From Brian's earlier e-mail:
> I filed this kernel bug:
> https://bugzilla.redhat.com/show_bug.cgi?id=462425
On Mon, 22 Sep 2008, Justin Piszcz wrote:
I could not agree more.
CC'ing the relevant mailing lists to see if someone out there has any idea
what more we could do as this has been affecting you (more so than myself,
but I would still like to get some sort of resolution as well, as it still
happens to me too):
Similar, but not the same issue:
Sep 17 20:20:05 p34 kernel: [1422169.440538] ata5.00: exception Emask 0x0
SAct 0x0 SErr 0x0 action 0x6 frozen
Sep 17 20:20:05 p34 kernel: [1422169.440549] ata5.00: cmd
b0/d8:00:00:4f:c2/00:00:00:00:00/00 tag 0
Sep 17 20:20:05 p34 kernel: [1422169.440551] res
40/00:ff:00:00:00/00:00:00:00:00/00 Emask 0x4 (timeout)
Sep 17 20:20:05 p34 kernel: [1422169.440556] ata5.00: status: { DRDY }
Sep 17 20:20:05 p34 kernel: [1422169.440561] ata5: hard resetting link
Sep 17 20:20:06 p34 kernel: [1422169.744980] ata5: SATA link up 3.0 Gbps
(SStatus 123 SControl 300)
Sep 17 20:20:06 p34 kernel: [1422169.770448] ata5.00: configured for UDMA/133
Sep 17 20:20:06 p34 kernel: [1422169.770461] ata5: EH complete
(2.6.23.3) above
On Mon, 22 Sep 2008, Brian Rademacher wrote:
Works fine...Also works under heavy load with only 4 drives.
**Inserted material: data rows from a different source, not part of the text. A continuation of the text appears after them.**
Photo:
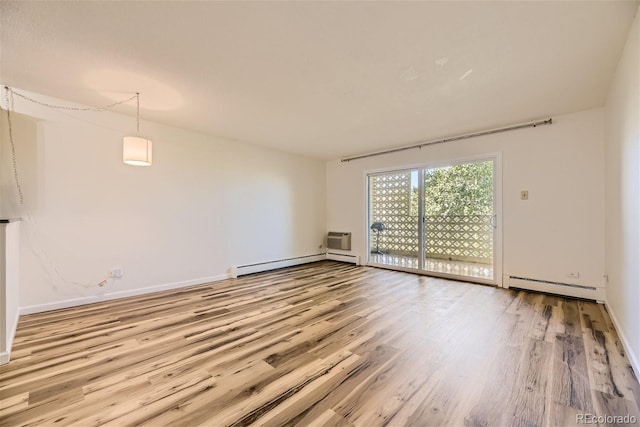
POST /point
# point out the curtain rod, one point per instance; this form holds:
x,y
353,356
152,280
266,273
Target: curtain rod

I could only
get it to fail by doing a raid resync with 4 drives, except for the newer
kernel, which dies pretty easily..
What is really frustrating about it is that short of the bugzilla bug I
submitted, I don't know who would be willing to listen...A lot of the
google hits when searching "action 0x2 frozen" are related to a particular
CDROM drive, or general hardware failure. I really don't think that is the
case here, but I bet most of the kernel people think the same thing, so
they have no reason to care...
Sent: Monday, September 22, 2008 7:04 AM
Subject: Re: Hardware RAID
What about if you just 'stress' one drive?
1. dd if=/dev/sda of=/dev/null bs=1M &
Does it do it?
2. Same thing for sdb?
Justin.
On Mon, 22 Sep 2008, Brian Rademacher wrote:
I killed smartd for testing. Other than that, it seems entirely load
based. Anything disk intensive (backups, raid resync, a bunch of spam
comes in at once, etc.) makes it fail...
Sent: Monday, September 22, 2008 6:29 AM
Subject: Re: Hardware RAID
While the error happens for me as well it does NOT happen with that much
consistency, if I were you, I would start testing different kernels and
run it in single user mode (or as close to it as you can) to see if you
can narrow down what is causing it, also boot knoppix and see if it
occurs-- ?
Justin.
On Mon, 22 Sep 2008, Brian Rademacher wrote:
Doesn't look like a very powerful RAID card, so I may pass on it. I
don't think it will have the BW to run as fast as the software RAID
currently does since it's only a 64bit/66mhz PCI slot...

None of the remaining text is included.